It aims for an API surface similar to Chromium's window.AI API, except that you can supply any GGUF model. Under the hood, @electron/llm makes use of node-llama-cpp. Our goal is to make use of native LLM capabilities in Electron easier than if you consumed a Llama.cpp implementation directly - but not more feature-rich. Today, this module provides a reference implementation of node-llama-cpp that loads the model in a utility process and uses Chromium Mojo IPC pipes to efficiently facilitate streaming of responses between the utility process and renderers. If you're building an advanced app with LLM, you might want to use this module as a reference for your process architecture.

@electron/llm is an experimental package. The Electron maintainers are exploring different ways to support and enable developers interested in running language models locally - and this package is just one of the potential avenues we're exploring. It's possible that we'll go in a different direction. Before using this package in a production app, be aware that you might have to migrate to something else!

Features

  • 🤖 Local LLM Integration - Run language models directly in Electron
  • 🧠 Neuro-Symbolic AI - OpenCog-inspired architecture combining neural and symbolic reasoning
  • 🌊 Echo-State Networks - Reservoir computing for temporal perception
  • 🔗 Tensor-Logic Reasoning - Probabilistic symbolic inference with AtomSpace
  • Cognitive Synergy - Enhanced intelligence through neural-symbolic integration

Quick Start

Installing the module, getting a model

First, install the module in your Electron app:

npm i --save @electron/llm

Then, you need to load a model. The AI space seems to move at the speed of light, so pick whichever GGUF model suits your purposes best. If you just want to work with a small chat model that works well, we recommend Meta-Llama-3-8B-Instruct.Q4_K_M.gguf, which you can download here. Put this file in a path reachable by your app.

Loading @electron/llm

Then, in your main process, load the module. Make sure to do before you load any windows to make sure that the window.electronAi API is available.

import { app } from "electron"
import { loadElectronLlm } from "@electron/llm"

app.on("ready", () => {
  await loadElectronLlm()
  await createBrowserWindow()
})

async function createBrowserWindow() {
  // ...
}

Chatting with the model

You can now use this module in any renderer. By default, @electron/llm auto-injects a preload script that exposes window.electronAi.

// First, load the model
await window.electronAi.create({
  modelPath: "/full/path/to/model.gguf"
})

// Then, talk to it
const response = await window.electronAi.prompt("Hi! How are you doing today?")

API

Main Process API

loadElectronLlm(options?: LoadOptions): Promise<void>

Loads the LLM module in the main process.

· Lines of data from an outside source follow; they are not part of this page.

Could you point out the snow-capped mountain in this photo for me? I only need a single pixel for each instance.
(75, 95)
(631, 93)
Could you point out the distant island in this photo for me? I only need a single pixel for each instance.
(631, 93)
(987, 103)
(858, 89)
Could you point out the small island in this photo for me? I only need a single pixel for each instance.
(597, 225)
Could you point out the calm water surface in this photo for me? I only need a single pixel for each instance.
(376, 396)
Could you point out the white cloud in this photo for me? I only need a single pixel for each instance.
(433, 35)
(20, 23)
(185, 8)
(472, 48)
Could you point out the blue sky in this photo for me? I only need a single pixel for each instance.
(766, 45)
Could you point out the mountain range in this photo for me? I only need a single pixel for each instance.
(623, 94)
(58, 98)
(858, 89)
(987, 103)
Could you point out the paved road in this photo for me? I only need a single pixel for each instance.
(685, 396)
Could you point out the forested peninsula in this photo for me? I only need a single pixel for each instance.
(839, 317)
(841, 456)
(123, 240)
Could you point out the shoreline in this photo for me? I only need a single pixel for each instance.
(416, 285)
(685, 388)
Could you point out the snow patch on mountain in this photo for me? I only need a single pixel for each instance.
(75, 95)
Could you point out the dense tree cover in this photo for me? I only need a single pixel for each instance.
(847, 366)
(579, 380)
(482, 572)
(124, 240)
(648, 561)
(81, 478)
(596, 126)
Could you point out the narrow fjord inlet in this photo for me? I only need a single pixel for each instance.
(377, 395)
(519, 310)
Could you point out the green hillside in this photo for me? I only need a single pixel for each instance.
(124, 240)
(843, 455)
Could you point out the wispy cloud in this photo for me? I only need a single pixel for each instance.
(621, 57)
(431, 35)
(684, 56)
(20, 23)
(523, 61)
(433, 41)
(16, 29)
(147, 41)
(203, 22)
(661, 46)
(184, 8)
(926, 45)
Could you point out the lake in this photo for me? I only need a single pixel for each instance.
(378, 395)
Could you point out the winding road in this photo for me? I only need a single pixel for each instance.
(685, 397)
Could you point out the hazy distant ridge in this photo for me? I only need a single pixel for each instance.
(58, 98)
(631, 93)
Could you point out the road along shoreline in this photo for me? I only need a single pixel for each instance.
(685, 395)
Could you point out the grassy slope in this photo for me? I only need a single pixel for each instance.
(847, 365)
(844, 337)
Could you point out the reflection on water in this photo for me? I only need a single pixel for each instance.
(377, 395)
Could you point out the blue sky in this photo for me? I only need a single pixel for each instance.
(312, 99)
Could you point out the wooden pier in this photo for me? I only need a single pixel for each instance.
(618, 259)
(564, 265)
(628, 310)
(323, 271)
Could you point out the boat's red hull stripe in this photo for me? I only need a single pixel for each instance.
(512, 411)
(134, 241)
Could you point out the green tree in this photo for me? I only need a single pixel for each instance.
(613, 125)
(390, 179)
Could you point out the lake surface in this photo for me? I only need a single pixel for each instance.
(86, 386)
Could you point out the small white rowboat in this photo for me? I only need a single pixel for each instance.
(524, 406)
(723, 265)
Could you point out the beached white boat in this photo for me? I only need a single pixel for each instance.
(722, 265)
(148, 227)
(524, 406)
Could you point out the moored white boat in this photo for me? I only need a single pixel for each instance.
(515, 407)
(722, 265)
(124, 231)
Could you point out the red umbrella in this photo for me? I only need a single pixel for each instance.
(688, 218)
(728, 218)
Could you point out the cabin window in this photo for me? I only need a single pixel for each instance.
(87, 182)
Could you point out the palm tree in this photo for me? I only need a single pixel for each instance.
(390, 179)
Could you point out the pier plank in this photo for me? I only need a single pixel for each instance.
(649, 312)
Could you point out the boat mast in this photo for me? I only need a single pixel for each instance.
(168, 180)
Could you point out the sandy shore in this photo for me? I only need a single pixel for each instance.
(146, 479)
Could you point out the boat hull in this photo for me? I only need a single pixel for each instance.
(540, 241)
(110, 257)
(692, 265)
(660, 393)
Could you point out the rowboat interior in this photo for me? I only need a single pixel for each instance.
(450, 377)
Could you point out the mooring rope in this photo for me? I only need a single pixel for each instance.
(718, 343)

  • options: Optional configuration
    • isAutomaticPreloadDisabled: If true, the automatic preload script injection is disabled
    • getModelPath: A function that takes a model alias and returns the full path to the GGUF model file. By default, this function returns a path in the app's userData directory: path.join(app.getPath('userData'), 'models', modelAlias). You can override this to customize where models are stored.

Renderer Process API

The renderer process API is exposed via window.electronAi once loaded via preload and provides the following methods:

create(options: LanguageModelCreateOptions): Promise<void>

Creates and initializes a language model instance. This module will at most create one utility process with one model loaded. If you call create multiple times, it will return the existing instance. If you call it with new (not deep equal) options, it will stop and unload previously loaded models and load the model defined in the new options.

  • options: Configuration for the language model
    • modelAlias: Name of the model you want to load. Will be passed to getModelPath().
    • systemPrompt: Optional system prompt to initialize the model
    • initialPrompts: Optional array of initial prompts to provide context
    • topK: Optional parameter to control diversity of generated text. 10 by default.
    • temperature: Optional parameter to control randomness of generated text. 0.7 by default.
    • requestUUID: Optional UUID to cancel the model loading using

destroy(): Promise<void>

Destroys the current language model instance and frees resources.

prompt(input: string, options?: LanguageModelPromptOptions): Promise<string>

Sends a prompt to the model and returns the complete response as a string.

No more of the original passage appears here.